What information needs to be stored to reconstruct this matrix? All you need is:

  • The number of columns and rows
  • Value for every non-zero entry

So, by having:

n_columns = 4
n_rows = 4
non_zero_entries = {
    (0, 0): 1,
    (1, 1): 1,
    (2, 2): 1,
    (3, 3): 1
}

you can reconstruct it. This means you don't need to store all the 16 integers to reconstruct the matrix.

In Tensorflow, the 'categorical column' matrix, has the special property that it is a one-hot encoding, meaning that one and only one entry in the columns is non-zero. However, the sparse principle doesn't need to be one-hot.

For example:

matrix = [
    [0, 0,   0, 0],
    [0, 2,   0, 1],
    [0, 0, 0.5, 0] 
]

Can be reconstructed with:

n_columns = 4
n_rows = 3
non_zero_entries = {
    (1, 1): 2,
    (1, 3): 1,
    (2, 2): 0.5
}

Imagine a matrix of size $100 \times 100$. There are $10,000$ values in it.

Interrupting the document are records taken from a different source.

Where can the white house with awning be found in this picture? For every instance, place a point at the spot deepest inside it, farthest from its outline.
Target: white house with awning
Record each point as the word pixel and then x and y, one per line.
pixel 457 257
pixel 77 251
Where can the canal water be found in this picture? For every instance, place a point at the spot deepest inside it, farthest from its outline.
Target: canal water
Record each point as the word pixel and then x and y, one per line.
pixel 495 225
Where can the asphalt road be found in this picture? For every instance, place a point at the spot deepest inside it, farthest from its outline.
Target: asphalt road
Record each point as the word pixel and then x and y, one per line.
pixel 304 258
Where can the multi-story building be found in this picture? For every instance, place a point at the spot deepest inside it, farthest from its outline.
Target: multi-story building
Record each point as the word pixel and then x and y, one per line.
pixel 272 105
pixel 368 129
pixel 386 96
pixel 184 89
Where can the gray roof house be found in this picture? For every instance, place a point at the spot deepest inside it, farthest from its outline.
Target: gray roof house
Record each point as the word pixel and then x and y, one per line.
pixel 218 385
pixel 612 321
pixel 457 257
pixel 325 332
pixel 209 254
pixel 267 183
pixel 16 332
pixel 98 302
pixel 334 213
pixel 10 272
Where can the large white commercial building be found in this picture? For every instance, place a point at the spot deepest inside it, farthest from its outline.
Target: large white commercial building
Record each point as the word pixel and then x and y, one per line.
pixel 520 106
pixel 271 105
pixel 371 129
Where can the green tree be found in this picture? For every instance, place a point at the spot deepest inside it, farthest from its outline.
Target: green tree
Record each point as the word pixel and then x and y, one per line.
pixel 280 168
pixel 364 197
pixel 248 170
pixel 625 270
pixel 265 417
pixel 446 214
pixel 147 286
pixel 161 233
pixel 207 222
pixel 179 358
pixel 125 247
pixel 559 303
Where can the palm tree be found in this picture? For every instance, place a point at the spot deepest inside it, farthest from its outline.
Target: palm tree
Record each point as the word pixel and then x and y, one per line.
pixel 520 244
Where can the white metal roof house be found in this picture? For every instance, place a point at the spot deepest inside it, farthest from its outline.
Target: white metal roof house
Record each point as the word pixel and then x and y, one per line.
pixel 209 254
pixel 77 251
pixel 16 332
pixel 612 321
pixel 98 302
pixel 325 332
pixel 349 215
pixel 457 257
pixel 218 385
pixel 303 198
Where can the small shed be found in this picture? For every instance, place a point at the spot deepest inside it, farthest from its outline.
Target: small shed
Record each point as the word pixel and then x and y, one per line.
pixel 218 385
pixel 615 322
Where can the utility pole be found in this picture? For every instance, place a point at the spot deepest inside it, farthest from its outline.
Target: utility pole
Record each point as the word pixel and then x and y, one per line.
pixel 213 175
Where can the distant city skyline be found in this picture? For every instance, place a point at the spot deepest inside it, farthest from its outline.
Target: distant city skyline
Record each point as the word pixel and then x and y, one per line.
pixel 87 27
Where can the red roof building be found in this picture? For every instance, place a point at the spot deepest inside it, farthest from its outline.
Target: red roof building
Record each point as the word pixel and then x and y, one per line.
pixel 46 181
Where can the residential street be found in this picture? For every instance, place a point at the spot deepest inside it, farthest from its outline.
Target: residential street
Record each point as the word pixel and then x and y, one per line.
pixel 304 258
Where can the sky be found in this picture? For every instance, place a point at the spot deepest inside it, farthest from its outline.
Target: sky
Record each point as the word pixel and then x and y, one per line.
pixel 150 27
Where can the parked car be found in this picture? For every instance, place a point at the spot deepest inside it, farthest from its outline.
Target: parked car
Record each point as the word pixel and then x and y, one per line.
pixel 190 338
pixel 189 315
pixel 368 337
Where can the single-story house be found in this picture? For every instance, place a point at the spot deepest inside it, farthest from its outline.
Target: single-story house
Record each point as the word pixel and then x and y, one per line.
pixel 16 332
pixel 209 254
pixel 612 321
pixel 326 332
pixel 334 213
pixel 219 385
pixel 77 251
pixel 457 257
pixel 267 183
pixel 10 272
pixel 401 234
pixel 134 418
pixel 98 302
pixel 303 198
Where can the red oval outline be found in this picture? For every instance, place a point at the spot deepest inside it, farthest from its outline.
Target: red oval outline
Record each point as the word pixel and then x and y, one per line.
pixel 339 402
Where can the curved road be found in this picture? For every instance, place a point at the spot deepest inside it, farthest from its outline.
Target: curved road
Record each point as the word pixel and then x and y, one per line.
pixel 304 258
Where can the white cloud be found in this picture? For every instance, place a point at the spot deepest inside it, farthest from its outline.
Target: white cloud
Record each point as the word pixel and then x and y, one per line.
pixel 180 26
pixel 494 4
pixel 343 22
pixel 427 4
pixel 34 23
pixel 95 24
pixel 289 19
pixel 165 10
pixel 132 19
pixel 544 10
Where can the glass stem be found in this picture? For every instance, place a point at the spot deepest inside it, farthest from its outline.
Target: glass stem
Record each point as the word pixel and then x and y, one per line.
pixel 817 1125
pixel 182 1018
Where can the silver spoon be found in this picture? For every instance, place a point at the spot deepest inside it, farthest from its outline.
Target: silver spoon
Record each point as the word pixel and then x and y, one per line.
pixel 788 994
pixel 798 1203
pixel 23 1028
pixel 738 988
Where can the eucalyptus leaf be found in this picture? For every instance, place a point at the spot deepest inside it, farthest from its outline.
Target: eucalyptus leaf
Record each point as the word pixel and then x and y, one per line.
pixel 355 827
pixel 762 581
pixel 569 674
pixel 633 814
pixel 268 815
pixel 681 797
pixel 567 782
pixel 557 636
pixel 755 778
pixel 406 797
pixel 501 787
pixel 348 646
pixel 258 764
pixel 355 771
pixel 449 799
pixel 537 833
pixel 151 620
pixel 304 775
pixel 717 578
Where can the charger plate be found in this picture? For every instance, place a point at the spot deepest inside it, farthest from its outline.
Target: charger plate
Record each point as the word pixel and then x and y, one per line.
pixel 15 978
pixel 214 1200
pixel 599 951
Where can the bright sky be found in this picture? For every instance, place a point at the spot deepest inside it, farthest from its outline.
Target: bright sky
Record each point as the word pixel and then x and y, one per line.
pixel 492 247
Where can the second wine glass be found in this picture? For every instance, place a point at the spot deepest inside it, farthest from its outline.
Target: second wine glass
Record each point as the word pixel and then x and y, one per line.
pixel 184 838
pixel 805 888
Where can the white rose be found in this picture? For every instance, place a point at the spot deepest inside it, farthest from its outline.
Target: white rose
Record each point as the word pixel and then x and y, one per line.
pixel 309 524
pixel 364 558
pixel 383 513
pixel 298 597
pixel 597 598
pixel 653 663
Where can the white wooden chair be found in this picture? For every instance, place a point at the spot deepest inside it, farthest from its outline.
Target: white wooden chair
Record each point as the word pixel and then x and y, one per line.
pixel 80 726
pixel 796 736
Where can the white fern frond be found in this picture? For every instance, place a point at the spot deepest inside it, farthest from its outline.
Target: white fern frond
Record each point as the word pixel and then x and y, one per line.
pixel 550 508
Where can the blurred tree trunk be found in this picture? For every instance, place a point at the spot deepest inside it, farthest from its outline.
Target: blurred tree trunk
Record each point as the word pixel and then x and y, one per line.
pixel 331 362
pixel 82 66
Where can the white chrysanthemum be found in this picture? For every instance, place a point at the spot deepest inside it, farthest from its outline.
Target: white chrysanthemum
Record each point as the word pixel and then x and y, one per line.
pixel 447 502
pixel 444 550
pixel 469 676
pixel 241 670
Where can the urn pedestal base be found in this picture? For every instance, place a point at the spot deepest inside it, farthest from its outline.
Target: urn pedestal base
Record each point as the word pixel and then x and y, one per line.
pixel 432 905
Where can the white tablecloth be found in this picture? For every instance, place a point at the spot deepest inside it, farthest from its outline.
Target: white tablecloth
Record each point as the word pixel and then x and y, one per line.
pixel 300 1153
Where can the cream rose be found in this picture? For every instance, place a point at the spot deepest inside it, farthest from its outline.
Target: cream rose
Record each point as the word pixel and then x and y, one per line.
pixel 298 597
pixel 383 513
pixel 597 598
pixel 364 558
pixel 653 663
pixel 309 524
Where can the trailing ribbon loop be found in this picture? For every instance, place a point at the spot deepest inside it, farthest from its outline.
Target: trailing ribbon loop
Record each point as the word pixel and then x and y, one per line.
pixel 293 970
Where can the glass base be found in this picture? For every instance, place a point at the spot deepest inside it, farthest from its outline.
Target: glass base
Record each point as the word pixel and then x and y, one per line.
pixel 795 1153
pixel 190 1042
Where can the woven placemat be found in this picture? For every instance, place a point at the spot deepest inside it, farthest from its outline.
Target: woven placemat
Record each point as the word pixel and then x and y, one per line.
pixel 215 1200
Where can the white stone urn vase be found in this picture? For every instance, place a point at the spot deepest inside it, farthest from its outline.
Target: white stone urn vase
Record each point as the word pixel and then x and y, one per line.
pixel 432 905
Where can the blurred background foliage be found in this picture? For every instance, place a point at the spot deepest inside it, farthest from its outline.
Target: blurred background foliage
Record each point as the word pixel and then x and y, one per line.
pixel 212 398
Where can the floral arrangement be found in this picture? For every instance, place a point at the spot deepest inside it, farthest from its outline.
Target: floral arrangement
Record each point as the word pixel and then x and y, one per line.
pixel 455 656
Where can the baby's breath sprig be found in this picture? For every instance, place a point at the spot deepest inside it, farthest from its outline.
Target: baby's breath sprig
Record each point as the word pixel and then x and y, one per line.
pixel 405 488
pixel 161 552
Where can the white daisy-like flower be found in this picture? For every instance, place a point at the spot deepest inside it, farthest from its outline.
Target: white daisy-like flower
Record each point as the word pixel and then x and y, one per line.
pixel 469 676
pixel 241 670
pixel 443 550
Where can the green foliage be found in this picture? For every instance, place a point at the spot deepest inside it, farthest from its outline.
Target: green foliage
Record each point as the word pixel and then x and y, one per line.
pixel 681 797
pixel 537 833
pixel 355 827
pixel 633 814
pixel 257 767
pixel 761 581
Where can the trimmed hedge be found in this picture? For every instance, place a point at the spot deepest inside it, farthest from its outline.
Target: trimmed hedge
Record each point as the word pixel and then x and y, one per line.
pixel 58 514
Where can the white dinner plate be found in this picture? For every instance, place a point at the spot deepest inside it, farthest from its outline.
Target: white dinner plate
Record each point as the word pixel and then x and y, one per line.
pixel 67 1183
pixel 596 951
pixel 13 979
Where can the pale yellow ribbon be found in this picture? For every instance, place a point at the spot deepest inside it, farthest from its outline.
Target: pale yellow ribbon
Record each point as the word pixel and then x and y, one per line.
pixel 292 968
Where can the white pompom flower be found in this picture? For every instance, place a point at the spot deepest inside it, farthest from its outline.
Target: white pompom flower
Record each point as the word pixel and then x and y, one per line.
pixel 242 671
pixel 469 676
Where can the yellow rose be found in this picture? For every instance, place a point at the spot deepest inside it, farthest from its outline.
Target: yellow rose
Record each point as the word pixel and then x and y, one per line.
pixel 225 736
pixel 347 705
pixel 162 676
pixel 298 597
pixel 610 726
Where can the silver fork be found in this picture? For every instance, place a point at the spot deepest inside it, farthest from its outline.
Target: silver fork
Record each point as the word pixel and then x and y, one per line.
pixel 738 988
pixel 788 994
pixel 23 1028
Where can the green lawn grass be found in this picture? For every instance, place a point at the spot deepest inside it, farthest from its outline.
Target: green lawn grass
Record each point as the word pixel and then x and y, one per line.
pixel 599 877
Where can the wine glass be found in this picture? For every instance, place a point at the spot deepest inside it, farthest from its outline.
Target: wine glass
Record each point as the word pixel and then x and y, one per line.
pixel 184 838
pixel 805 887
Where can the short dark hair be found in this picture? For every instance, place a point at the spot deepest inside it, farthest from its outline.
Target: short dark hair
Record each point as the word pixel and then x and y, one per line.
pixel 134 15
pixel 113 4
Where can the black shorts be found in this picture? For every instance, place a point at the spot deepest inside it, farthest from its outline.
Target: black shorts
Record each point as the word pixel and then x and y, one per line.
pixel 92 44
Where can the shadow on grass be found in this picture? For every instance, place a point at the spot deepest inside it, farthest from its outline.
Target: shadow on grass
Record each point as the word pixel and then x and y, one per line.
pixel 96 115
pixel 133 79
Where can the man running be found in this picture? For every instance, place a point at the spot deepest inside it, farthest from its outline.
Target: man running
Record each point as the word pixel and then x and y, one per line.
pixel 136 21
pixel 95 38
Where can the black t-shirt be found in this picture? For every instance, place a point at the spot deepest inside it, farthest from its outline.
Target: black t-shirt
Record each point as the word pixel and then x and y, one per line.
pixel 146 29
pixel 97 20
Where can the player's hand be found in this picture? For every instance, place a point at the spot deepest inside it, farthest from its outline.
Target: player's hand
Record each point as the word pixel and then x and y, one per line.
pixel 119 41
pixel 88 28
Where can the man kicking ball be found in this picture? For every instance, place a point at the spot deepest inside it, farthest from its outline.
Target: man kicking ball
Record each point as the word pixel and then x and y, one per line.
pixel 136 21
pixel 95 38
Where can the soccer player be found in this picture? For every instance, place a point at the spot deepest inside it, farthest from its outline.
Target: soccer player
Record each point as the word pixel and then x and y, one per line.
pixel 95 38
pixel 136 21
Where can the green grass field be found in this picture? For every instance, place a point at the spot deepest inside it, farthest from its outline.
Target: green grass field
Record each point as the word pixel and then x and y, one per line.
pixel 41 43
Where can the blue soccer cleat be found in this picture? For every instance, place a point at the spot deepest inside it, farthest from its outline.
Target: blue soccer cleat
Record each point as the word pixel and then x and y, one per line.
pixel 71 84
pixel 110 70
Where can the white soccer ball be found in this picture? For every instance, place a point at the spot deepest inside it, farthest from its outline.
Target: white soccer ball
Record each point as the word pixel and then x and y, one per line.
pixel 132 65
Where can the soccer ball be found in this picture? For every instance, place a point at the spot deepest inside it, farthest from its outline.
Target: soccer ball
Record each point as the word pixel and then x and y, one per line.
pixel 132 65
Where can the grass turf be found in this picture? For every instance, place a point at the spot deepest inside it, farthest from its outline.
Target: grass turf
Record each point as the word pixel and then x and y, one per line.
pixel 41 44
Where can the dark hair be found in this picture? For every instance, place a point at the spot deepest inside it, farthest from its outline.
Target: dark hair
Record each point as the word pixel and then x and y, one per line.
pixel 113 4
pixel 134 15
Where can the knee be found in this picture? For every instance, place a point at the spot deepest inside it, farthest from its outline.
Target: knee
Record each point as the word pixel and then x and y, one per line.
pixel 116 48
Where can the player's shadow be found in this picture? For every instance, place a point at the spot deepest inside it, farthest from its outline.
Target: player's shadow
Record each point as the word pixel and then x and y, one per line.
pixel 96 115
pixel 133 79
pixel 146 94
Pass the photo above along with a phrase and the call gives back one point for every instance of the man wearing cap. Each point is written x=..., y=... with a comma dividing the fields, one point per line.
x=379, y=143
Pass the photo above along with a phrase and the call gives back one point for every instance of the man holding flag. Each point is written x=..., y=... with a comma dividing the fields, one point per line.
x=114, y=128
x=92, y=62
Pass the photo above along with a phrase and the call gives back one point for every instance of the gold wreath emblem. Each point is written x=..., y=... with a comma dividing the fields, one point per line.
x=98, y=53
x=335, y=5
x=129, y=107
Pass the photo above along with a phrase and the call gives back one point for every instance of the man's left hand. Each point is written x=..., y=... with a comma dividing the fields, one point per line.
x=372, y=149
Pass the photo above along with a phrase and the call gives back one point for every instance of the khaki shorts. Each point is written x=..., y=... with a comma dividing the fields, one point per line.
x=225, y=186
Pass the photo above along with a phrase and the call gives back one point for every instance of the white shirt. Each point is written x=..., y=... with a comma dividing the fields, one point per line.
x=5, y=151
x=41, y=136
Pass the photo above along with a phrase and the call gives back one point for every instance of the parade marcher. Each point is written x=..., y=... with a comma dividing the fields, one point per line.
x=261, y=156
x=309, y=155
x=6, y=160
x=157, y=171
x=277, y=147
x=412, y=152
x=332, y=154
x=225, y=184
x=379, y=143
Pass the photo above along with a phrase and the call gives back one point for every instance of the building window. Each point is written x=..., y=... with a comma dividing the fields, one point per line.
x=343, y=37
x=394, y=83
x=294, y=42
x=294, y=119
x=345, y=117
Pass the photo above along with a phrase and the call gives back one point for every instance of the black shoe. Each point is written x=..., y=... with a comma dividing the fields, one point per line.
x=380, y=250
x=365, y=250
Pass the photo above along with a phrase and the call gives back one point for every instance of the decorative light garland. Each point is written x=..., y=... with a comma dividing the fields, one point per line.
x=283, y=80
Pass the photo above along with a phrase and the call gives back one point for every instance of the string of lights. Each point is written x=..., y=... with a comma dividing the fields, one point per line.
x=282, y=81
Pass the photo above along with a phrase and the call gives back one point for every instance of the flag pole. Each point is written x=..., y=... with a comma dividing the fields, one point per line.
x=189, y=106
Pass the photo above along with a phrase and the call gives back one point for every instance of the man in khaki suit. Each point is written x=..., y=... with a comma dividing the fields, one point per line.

Now, suppose only $1$ entry is non-zero (for whatever reason). Then, this large $10,000$ values matrix, can be represented by:

n_columns = 100
n_rows = 100
non_zero_entries = {
    (x, y): 1
}

Dense

One the other hand, dense columns are not stored by defining only the non-zero entries. The 0s are also being stored.

While more memory intensive, they are less computationally expensive because they don't need to be reconstructed. Also, often the 0s are likely to be changed over time, and if there is already an int being stored, no new memory locations need to be assigned.

Usability

Not all algorithms can process a sparse matrix. Often, matrix operations require the whole vector be present. Depending on the implementation, the assumptions that non-present elements are zero is not there, therefore an explicit zero needs be stored and passed along.

Like you mentioned in your questions:

But you also have a dense column called indicator column, which 'wraps'(?) a categorical column to produce something that looks almost identical

This is true. What they represent can be exactly the same. However, how they are stored and the efficiency of the implementations differ.